Hiç iyi haber gelmediğinde yüzümü döndürdüm yılbaşı çiçeğime Kadın anam Yılbaşı çiçeğim Paskalya kaktüsüm aylardır hasta toparlanmaya uğraşmakta budadım yaprak dallarını yükünü azaltayım hiç olmazsa. Çıkardım evden kış bahçesinde seyreylemekte çocuklarını yıldan yıla büyüyen yıldan yıla çoğalan yüz on yedi canının canı ile artık gece gündüz birlikte. Çiçeğe durması bu sene sembolik ayrı bir saksıda ayrılan bir kök gövdenin üç yapraklı dalı ucunda. “Gövdeler ağaçlaşmış da olsa köklerimizle tutunup toprağa çiçeğe durmanın bir yolunu bulduk bu yılda” der gibiler bana.

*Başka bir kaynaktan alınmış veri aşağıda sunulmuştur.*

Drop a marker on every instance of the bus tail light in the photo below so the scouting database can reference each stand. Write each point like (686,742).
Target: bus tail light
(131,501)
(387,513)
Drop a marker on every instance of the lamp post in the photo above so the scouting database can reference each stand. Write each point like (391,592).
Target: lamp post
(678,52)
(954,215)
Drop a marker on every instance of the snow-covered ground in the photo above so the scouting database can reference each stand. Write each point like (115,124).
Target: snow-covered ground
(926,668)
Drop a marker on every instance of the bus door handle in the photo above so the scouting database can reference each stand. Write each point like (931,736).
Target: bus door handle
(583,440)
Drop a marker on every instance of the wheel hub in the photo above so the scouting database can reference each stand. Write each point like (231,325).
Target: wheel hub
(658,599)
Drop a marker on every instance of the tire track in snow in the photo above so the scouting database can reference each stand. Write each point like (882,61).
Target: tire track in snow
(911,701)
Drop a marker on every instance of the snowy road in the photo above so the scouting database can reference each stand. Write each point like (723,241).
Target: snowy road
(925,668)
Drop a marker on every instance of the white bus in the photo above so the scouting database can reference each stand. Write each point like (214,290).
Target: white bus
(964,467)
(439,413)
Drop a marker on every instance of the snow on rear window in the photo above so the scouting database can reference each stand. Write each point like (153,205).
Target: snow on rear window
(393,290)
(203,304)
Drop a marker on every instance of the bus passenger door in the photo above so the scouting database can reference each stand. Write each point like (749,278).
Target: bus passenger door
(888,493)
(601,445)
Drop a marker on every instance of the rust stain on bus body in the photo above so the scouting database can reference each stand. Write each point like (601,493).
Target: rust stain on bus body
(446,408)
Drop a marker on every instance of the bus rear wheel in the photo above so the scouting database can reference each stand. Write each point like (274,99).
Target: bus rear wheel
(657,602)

Hiç iyi haber gelmediğinde yeryüzünü paylaştığım canlara döndürdüm yüzümü ayrık otları yemyeşil, başını çıkarmış ebegümeçleri, dikenler boy göstermekte, pıtraklar çoktan kurudu ısırganlar yemyeşil boyları bir karış neredeyse, biberiyem çiçekte, sarmaşıkların tepesinde vızır vızır arılar bir şarkı tutturmaktalar.
Felaketler felaketlerden kim nasibini almadı ki bu yeryüzünde….sanki felaketlerim daha korkunçlarından korumak için gelmişler başıma başıma da hayatta kalacağımı nasıl bilmişler? Bu kadar mı inanmışlar! Güvenin böylesi benim başıma güvenin böylesi benim başıma. Aman su katmayayım pişmiş aşıma gözümü karartsamda karartmayayım yüreğimi “Zebani ben değilim, zebani ben değilim….zebani ben değilim ki!”
On yıllar sonra ayrılıp köklerinden ayrı bir saksıda harika bir toprakta tek başına ağaçlaşmış yaprak gövdesinin ucunda çiçeğe duran Yılbaşı çiçeği Paskalya kaktüsüne minnet duygularımla.